Wegen des menschengemachten riesigen Verlustes an Biodiversität tragen Ökosysteme immer weniger effektiv zu Klimaregulierung und Ernährungssicherung bei. Ohne eine veränderte Land- und Meeresnutzung kann auch die Klimakrise nicht bewältigt werden.
Der zwingende Handlungsbedarf zum Schutz der biologischen Vielfalt ist lange bekannt. Gleichwohl wurde und wird nicht getan, was getan werden müsste. Obwohl die Bedrohung der Biodiversität ein kritisches Ausmaß erreicht hat, wird der Schutz der biologischen Vielfalt aus kurzfristigen ökonomischen Erwägungen heraus regelmäßig hinten angestellt. Da reicht es eben nicht aus, hier und da an einigen Stellschrauben zu drehen. Es bedarf einer grundlegenden Kursänderung.
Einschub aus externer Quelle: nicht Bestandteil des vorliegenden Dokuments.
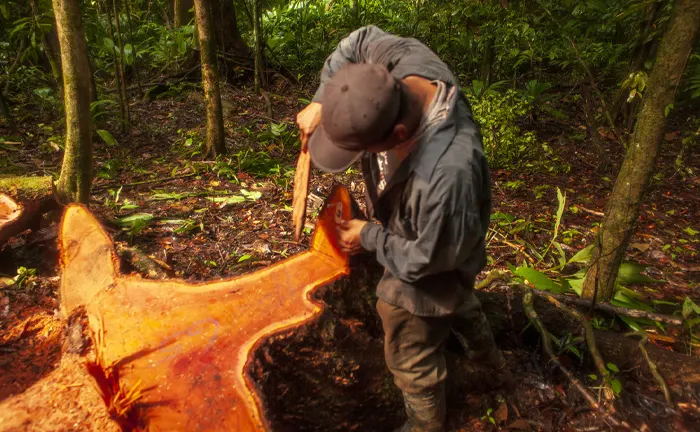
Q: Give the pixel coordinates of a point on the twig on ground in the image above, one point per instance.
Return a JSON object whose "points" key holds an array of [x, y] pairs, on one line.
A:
{"points": [[490, 278], [142, 262], [652, 366], [531, 314], [158, 180], [591, 212]]}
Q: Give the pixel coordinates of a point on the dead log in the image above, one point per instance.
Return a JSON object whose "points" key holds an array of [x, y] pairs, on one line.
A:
{"points": [[22, 202], [172, 355]]}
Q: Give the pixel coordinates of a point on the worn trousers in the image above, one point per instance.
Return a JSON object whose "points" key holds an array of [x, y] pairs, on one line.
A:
{"points": [[413, 345]]}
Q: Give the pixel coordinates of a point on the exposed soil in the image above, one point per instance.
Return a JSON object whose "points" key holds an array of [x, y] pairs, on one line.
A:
{"points": [[331, 375]]}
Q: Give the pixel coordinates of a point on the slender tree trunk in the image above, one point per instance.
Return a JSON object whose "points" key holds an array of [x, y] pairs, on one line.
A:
{"points": [[623, 204], [177, 13], [210, 80], [133, 46], [127, 120], [228, 36], [115, 62], [76, 173], [15, 64], [181, 12], [50, 44], [260, 82], [5, 112]]}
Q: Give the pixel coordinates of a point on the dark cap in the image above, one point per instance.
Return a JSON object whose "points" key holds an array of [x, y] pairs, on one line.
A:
{"points": [[360, 106]]}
Noch haben wir die Chance, den Verlust der Biodiversität zu stoppen. Doch trotz zahlreicher Tagungen, Konferenzen und Verhandlungen scheinen wir nicht voranzukommen - weder in Sachen Klimaschutz, noch beim Schutz der Biodiversität. Daher darf es kein "Weiter so" geben. Nicht nur behördliche Zuständigkeiten müssen sich ändern. Ändern muss sich auch das Verhältnis von Nutzungs- und Gemeinwohlinteressen. Und soll sich wirklich etwas ändern, müssen wir auch an die Strukturen ran.